We recently worked on our bathroom and put in a roll in shower.  I definitely did not make that!  But one little thing I did do to make showers even easier, was to cut a flap into the shower curtain.  I tried to take a picture of it and at the same time not get too much of John, so it’s a little hard to see.

I hot-glue-gunned clothes pins to the flap so I could open and close it when needed.  When our older son takes a shower, we close the flap.  When John takes a shower and I’m ready to wash him, I open the flap and clip it open with the clothes pins.  It keeps me drier!

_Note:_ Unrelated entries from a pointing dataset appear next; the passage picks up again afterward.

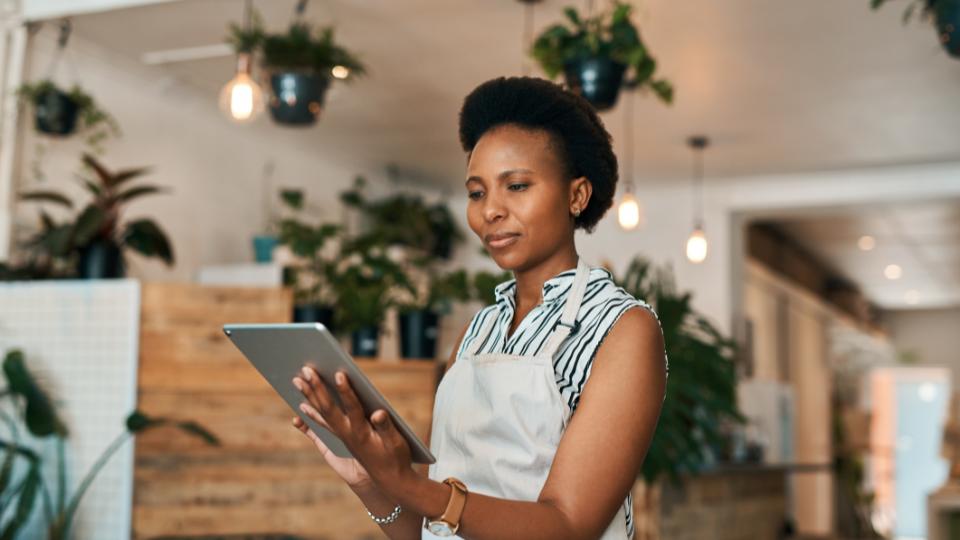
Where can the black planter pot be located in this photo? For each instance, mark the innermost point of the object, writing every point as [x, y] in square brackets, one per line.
[314, 313]
[297, 98]
[947, 16]
[597, 79]
[56, 113]
[365, 341]
[101, 260]
[418, 334]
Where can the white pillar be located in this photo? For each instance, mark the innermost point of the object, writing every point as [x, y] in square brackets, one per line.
[13, 45]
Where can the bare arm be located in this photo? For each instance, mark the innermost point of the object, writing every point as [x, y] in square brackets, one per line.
[616, 419]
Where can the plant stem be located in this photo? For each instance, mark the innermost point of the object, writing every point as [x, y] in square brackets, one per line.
[66, 519]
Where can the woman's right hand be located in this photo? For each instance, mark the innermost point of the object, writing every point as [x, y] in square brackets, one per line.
[349, 469]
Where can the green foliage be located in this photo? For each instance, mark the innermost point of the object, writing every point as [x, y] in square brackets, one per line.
[92, 120]
[300, 48]
[55, 247]
[701, 387]
[608, 35]
[42, 420]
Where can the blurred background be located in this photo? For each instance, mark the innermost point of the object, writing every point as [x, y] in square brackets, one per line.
[789, 201]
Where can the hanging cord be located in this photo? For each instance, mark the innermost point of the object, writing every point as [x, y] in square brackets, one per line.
[628, 140]
[63, 38]
[299, 10]
[698, 143]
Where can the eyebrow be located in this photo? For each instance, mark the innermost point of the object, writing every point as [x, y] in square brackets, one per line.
[501, 176]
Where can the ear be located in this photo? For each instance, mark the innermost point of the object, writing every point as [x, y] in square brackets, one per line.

This was a proof of concept attempt, and it definitely works very well.  However, the next time I think I’ll make the window smaller.  Also, the hot glue gun is only sort of working… the clothes pins will stay on for awhile, but eventually fall off and I have to glue them on again.  I might try magnets next time, but I’ll still have to figure out a different way to attach them.  We’ll see.

Bryan made it

Trix lives in the Philippines and ran across this website.  She knew that this walker could help her son, Cash, so she contacted me.  After passing on what info I had, her brother, Bryan, built this walker.  They made modifications that worked for them.  They didn’t have all of the same pvc options that are here in the US, so they used what they had.  They made use of rubber wheels instead of the plastic ones, and added some support on the sides.  I love this.  Now, maybe somebody will see this post and think, “Ah, that’s just what I’m looking for — if I just tweak this piece, and that piece it will be perfect for what I need!”  One thing I want to mention is that Trix hopes to make more walkers to help others less fortunate in the Philippines.  Thank you Trix.

Cash's walker

Cash’s walker

Meet Johnathan

image1This is Johnathan.  Johnathan’s mom was suffering from HeMBIB* syndrome from having to carry him to and from the car.  Thanks to a new purple walker Johnathan can now walk to the car on his own.  I learned a number of things while making this walker.  First, since Johnathan is bigger than some of the kids I’ve made walkers for, I thought I could use heavier caster wheels.  But,  those wheels just didn’t work very well and would even get stuck going over carpet — so I switched back to the lightweight-plastic-blow-molded wheels.  Also, I tried to put pins on the back frame so the walker could be taken apart, but it just wasn’t sturdy enough, so I ended up gluing it together.  And speaking of sturdy, instead of the 3/4″ pvc pipe that I made most of my walkers with, I went with 1-1/4″.   Even though Johnathan already owns a walker — it’s usually kept in the car.  This is a tool to make daily life easier by helping him get from the house to the car without having to hassle with the ‘real’ walker.